Researchers in the US have created the first artificial samples of graphene with electronic properties that can be controlled in a way not possible in the natural form of the material. The samples can be used to study the properties of so-called Dirac fermions, which give graphene many of its unique electronic properties. The work may also lead to the creation of a new generation of quantum materials and devices with exotic behaviour.
Graphene is a single layer of carbon atoms organized in a honeycomb lattice. Physicists know that particles, such as electrons, moving though such a structure behave as though they have no mass and travel through the material at near light speeds. These particles are called massless Dirac fermions and their behaviour could be exploited in a host of applications, including transistors that are faster than any that exist today.

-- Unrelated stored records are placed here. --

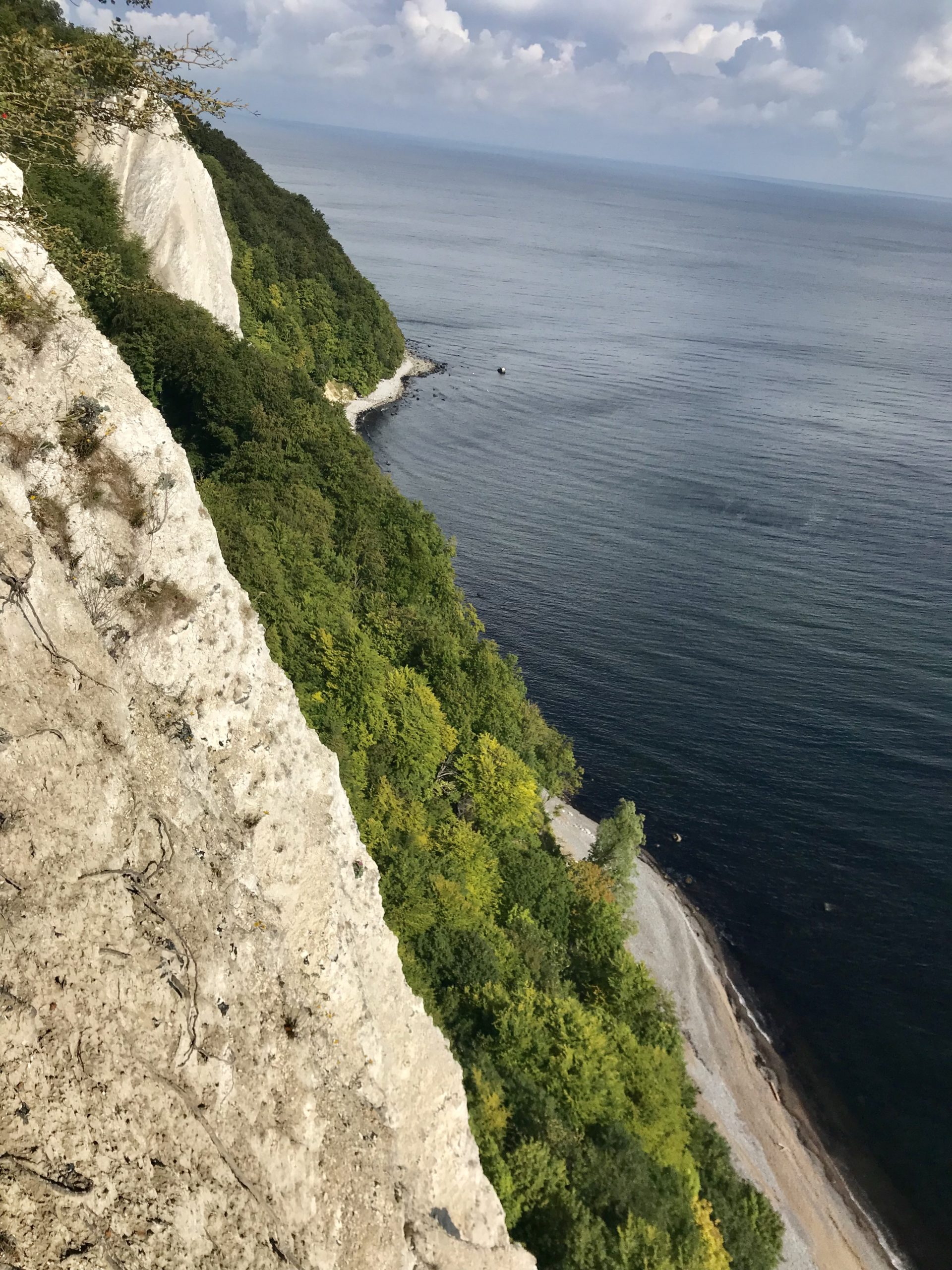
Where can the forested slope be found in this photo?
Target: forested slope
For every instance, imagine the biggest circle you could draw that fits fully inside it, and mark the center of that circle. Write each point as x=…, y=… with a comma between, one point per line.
x=578, y=1091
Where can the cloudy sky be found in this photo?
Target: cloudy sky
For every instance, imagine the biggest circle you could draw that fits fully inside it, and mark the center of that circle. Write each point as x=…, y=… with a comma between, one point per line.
x=853, y=92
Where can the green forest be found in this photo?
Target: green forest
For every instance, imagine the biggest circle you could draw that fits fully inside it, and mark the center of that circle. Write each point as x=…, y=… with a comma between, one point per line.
x=574, y=1067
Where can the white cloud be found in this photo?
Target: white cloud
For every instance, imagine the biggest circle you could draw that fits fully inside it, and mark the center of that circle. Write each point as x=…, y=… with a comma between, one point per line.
x=720, y=44
x=931, y=64
x=871, y=76
x=431, y=21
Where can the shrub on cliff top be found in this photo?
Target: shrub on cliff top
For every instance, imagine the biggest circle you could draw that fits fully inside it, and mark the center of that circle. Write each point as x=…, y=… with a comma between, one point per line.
x=578, y=1092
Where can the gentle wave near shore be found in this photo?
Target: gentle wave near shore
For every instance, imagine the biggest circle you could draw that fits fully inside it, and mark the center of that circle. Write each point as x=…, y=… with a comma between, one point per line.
x=740, y=1081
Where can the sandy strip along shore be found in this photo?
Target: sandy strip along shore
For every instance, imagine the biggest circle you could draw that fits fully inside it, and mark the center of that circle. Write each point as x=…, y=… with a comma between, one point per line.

The new “molecular” graphene, as it is has been dubbed, is similar to natural graphene except that its fundamental electronic properties can be tuned much more easily. It was made using a low-temperature scanning tunnelling microscope with a tip – made of iridium atoms – that can be used to individually position carbon-monoxide molecules on a perfectly smooth, conducting copper substrate. The carbon monoxide repels the freely moving electrons on the copper surface and “forces” them into a honeycomb pattern, where they then behave like massless graphene electrons, explains team leader Hari Manoharan of Stanford University.
Described by Dirac
“We confirmed that the graphene electrons are massless Dirac fermions by measuring the conductance spectrum of the electrons travelling in our material,” says Manoharan. “We showed that the results match the two-dimensional Dirac equation for massless particles moving at the speed of light rather than the conventional Schrödinger equation for massive electrons.”
The researchers then succeeded in tuning the properties of the electrons in the molecular graphene by moving the positions of the carbon-monoxide molecules on the copper surface. This has the effect of distorting the lattice structure so that it looks as though it has been squeezed along several axes – something that makes the electrons behave as though they have been exposed to a strong magnetic or electric field, although no actual such field has been applied. The team was also able to tune the density of the electrons on the copper surface by introducing defects or impurities into the system.
“Studying such artificial lattices in this way may certainly lead to technological applications, but they also provide a new level of control over Dirac fermions and allow us to experimentally access a set of phenomena that could only be investigated using theoretical calculations until now,” adds Manoharan. “Introducing tunable interactions between the electrons could allow us to make spin liquids in graphene, for instance, and observe the spin quantum Hall effect if we can succeed in introducing spin-orbit interactions between the electrons.”
He adds that molecular graphene is just the first of this type of “designer” quantum structure and hopes to make other nanoscale materials with such exotic topological properties using similar bottom-up techniques.
The work is reported in Nature 483 306.